Maxis Berhad reported its Second Quarter (2Q19) financial results early this month. The Telecommunication provider now has 11.02 million mobile subscribers including some 1.13 million that is non-revenue generating for the company. It had 10.89 million mobile subscribers in 1Q19 adding 131k new subscriptions in the latest quarter.
Maxis revenue generating subscribers (RGS) are defined as active line subscriptions that excludes those without revenue generating activities for more than 30 days.
There are now 7.46 million Hotlink prepaid subscribers. Maxis added 19k new prepaid subscribers in the recent quarter however some 1.05 million prepaid subscribers of the total base are non-revenue generating subscribers (Non-RGS). Prepaid ARPU remains unchanged at RM35 since March 2019. Some 84% of the prepaid subscribers base are smartphone users. Between April, May and June 2019, prepaid users consumed an average 13.7GB data (vs 11.5GB in 1Q19).
Some 3.44 million are Maxis postpaid subscribers including 82k non-revenue generating subscriptions (Non-RGS). Postpaid APRU dropped to RM86 (-RM2) despite Maxis added 117k new postpaid subscriptions between April, May and June 2019. Postpaid users consumed an average data of 13.3GB in 2Q19 (vs 12.2GB in 1Q19). 88% of the postpaid subscriber base are smartphone users.
Maxis mobile Internet users remains unchanged at 8.4 million since December 2018. Wireless Broadband subscribers are now lower at 115k, down from 120k in March 2019.
There are now 276k Home Fibre broadband subscriptions, up 25k from 251k subscriptions it had in 1Q19.
Maxis said it continues to offer “Superior 4G LTE Experience” with super fast speeds of over 5Mbps in key market centres representing 90% of its coverage and over 3Mbps speeds in 96% of its 4G LTE coverage areas. This also means that 4% of its 4G LTE coverage areas offers super slow speeds below 3Mbps.
Its 4G LTE human population coverage remains unchanged for the past 6-7 months at 93%. Maxis claims to have 9,000 coverage sites nationwide.
As for the My Maxis mobile app, it is used by only 43% of the postpaid base and 59% of prepaid base.

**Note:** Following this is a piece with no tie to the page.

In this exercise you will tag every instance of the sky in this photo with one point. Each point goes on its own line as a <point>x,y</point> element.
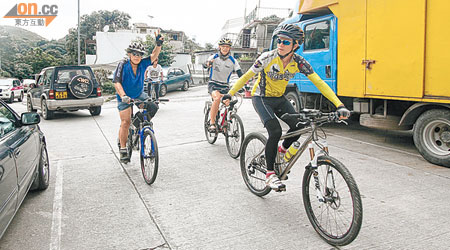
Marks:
<point>199,19</point>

Key highlights in Q2 2019 according to Maxis:
- Backed by resilient core performance, (excluding wholesale revenue), service revenue was up 0.6% to RM1,887 million from RM1,876 million. Overall service revenue, including wholesale, stood at RM1,918 million, 1.5% lower from RM1,947 million in Q1 2019.
- Healthy normalised EBITDA at RM947 million, with a slight dip of 0.6% from RM953 million in Q1 2019. Normalised EBITDA margin on service revenue remained high at 49.4% against 48.9%.
- Normalised profit after tax was RM391 million, trimmed 3.2% from RM404 million in Q1 2019.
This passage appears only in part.